Yes, the forger’s script replicated the hand of a poetess no longer cursive in her febrile latter years whose decline saw each character printed separately like that of a child. Nevertheless, there is a crudity in the hesitant execution that betrays the faker’s ineptitude. (As an apparent holograph – especially the stumbled signing of her given name – the whole thing seems insincere.)
Here is an extract from the fictional Theresa Ollivante’s fictional novel, An Auroral Stain. . .
An Auroral Stain was conceived as a postbellum detective story and built on the fictitious premise of a private investigation by a housebound Emily Dickinson intent to solve the mystery of a serving-woman’s suspicious death, ably assisted by Maggie, her faithful Irish maid; my central conceit has the young colleen and her phobic mistress sleuthing as a sort of composite Massachusite Nancy Drew.
In those early months, I wrote most of the core passages of An Auroral Stain.
Was it the muffled chiming of the bells from those Irishtown churches on each street corner or the sheer drudgery of my austere day-to-day routines that I found conducive to the mapping of the febrile psyche of the Belle of Amherst and the quaint notions of her resourceful Irish maid?
Sometimes I would hear the faint strains of a fiddle diddlydeeing and it was as if the once-hidden roots of a deep-set tree were exposed raw above ground.
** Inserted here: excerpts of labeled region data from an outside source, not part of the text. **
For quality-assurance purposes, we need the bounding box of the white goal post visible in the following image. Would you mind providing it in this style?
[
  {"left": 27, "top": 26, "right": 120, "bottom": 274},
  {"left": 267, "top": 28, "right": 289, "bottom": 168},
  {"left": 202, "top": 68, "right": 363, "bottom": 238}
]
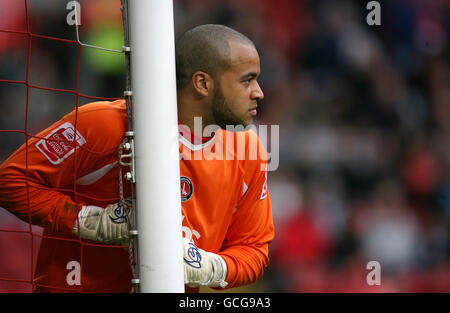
[{"left": 128, "top": 0, "right": 184, "bottom": 293}]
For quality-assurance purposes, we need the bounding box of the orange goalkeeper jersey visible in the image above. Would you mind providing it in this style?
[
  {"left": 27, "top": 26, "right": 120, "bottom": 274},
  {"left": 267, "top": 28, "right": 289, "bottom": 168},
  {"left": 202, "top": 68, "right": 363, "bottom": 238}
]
[{"left": 0, "top": 100, "right": 274, "bottom": 292}]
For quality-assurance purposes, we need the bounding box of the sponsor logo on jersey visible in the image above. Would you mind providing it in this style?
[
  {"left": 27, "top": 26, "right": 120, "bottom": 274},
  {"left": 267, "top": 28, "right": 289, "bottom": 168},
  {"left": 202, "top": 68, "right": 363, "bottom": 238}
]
[
  {"left": 180, "top": 176, "right": 194, "bottom": 202},
  {"left": 36, "top": 122, "right": 86, "bottom": 165}
]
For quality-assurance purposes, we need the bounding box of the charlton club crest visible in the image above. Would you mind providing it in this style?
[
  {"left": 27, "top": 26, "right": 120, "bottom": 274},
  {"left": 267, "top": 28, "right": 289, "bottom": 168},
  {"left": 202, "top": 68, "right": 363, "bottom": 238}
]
[{"left": 180, "top": 176, "right": 194, "bottom": 202}]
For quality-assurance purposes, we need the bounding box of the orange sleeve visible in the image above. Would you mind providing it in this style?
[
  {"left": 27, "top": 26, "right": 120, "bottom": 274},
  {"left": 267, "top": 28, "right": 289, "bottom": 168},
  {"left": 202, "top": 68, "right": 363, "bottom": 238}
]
[
  {"left": 0, "top": 100, "right": 126, "bottom": 234},
  {"left": 219, "top": 130, "right": 274, "bottom": 288}
]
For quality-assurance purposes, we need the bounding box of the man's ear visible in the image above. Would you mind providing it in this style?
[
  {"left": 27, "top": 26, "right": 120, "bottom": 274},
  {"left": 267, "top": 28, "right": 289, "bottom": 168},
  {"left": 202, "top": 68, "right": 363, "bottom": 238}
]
[{"left": 192, "top": 71, "right": 214, "bottom": 97}]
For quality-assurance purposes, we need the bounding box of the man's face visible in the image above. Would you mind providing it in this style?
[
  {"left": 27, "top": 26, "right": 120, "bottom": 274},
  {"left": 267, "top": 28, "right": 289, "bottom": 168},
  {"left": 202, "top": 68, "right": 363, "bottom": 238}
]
[{"left": 212, "top": 40, "right": 264, "bottom": 129}]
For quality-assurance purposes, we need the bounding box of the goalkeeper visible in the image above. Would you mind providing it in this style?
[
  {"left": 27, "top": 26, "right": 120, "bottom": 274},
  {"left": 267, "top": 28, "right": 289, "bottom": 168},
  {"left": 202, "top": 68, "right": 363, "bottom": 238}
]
[{"left": 0, "top": 25, "right": 274, "bottom": 292}]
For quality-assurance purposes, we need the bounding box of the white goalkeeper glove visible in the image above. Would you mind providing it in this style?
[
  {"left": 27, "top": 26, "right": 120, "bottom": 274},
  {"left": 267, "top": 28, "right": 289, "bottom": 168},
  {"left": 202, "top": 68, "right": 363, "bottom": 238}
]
[
  {"left": 73, "top": 200, "right": 133, "bottom": 245},
  {"left": 183, "top": 238, "right": 228, "bottom": 288}
]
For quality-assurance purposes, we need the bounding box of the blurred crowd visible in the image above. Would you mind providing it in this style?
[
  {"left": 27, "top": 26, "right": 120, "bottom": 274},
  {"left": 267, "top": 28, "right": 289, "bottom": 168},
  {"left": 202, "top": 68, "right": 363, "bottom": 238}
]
[{"left": 0, "top": 0, "right": 450, "bottom": 292}]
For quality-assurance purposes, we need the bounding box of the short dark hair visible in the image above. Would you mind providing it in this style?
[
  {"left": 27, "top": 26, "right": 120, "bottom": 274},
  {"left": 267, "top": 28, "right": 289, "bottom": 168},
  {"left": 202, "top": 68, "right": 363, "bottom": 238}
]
[{"left": 176, "top": 24, "right": 254, "bottom": 89}]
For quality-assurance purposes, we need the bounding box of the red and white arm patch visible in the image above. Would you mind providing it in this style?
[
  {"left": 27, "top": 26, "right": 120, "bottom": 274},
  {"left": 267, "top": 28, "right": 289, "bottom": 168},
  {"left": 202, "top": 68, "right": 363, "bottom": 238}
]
[{"left": 36, "top": 122, "right": 86, "bottom": 165}]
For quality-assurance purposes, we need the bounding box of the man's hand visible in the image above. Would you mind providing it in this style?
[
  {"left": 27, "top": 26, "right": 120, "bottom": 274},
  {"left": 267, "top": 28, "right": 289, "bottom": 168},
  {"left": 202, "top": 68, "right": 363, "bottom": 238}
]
[
  {"left": 183, "top": 238, "right": 228, "bottom": 288},
  {"left": 73, "top": 200, "right": 133, "bottom": 245}
]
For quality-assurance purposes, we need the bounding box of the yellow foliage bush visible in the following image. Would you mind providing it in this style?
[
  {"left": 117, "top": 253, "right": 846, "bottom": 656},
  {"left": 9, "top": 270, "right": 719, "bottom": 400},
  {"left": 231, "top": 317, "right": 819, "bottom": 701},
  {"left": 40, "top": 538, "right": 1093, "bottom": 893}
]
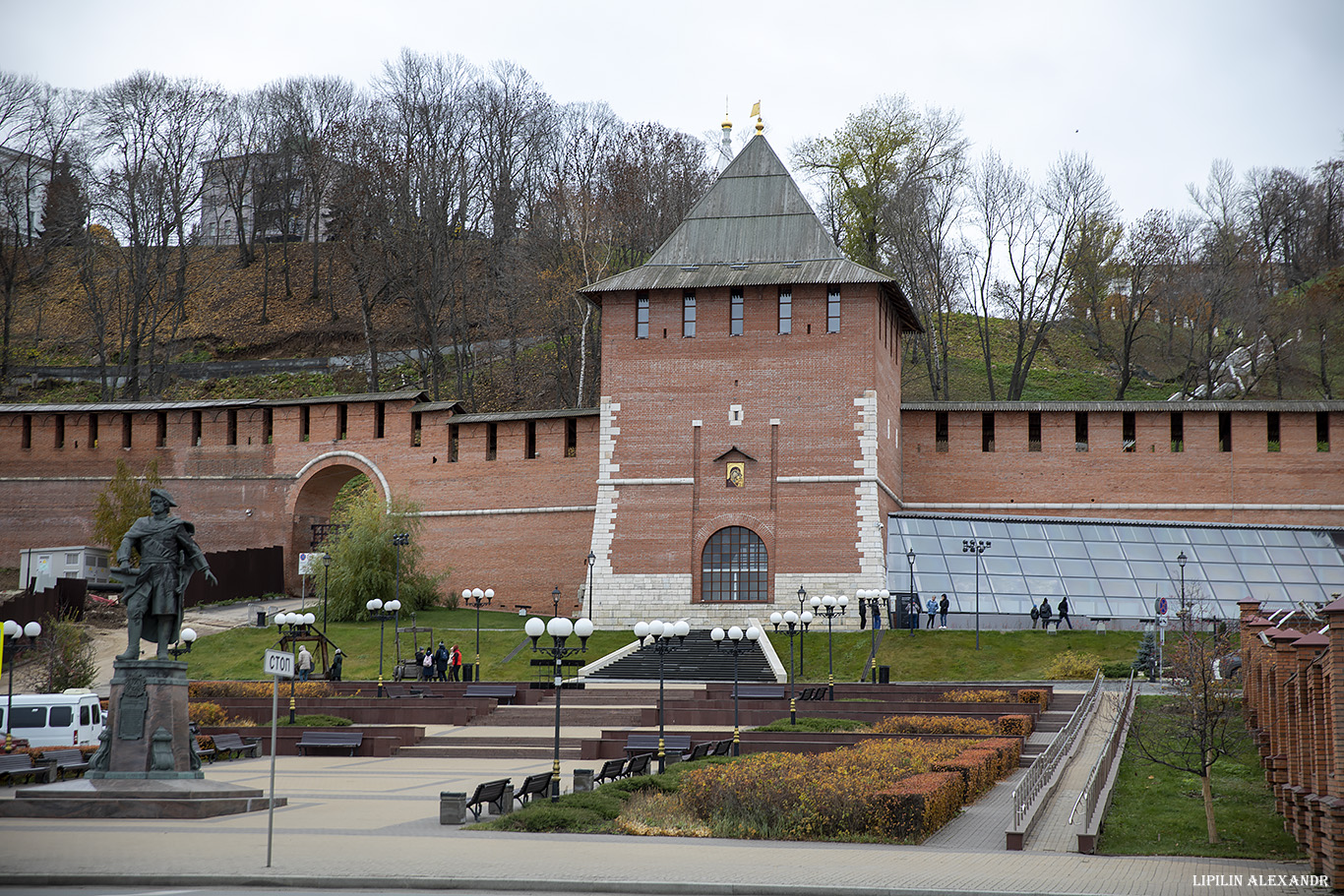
[
  {"left": 870, "top": 716, "right": 1000, "bottom": 735},
  {"left": 1046, "top": 650, "right": 1101, "bottom": 681},
  {"left": 943, "top": 690, "right": 1008, "bottom": 702}
]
Anyhow, the brogue of those Irishtown denizens must have still been ringing in my ears when I wrote:
“A sneeze as long as Nebuchadnezzar!” Maggie scolded as she took her mistress’s wet cape and hat. The maid had been kneeling on the homestead veranda, whitewashing a garden bench in a curious atavistic ritual, as if to welcome a long-lost relation to a hooley. She took Emily by the elbow and led her, half-fainting, to her room. That night she attended her mistress in her delirium, hearing her call out strange imprecations: “Refuse the mediciners, damn you! Why are our people backslidden!” So wild and convulsed was her expression she was raving a jeremiad. “There is no medicine against death!” she gasped. “Take heed, girl, of the promise of a man, for it will run like a crab!” “By the cross,” Maggie exclaimed, “there is fey blood i’ ye’re head! The poor darlin’s brain’s on fire and full of proclamations!”
In my notes to my novel I encoded “Emily” as “Em Dash,” both on account of her mercurial nature and of her all-pervasive typographical separatrices that signal the places where you should catch your breath before resuming her spare end-stopped verses.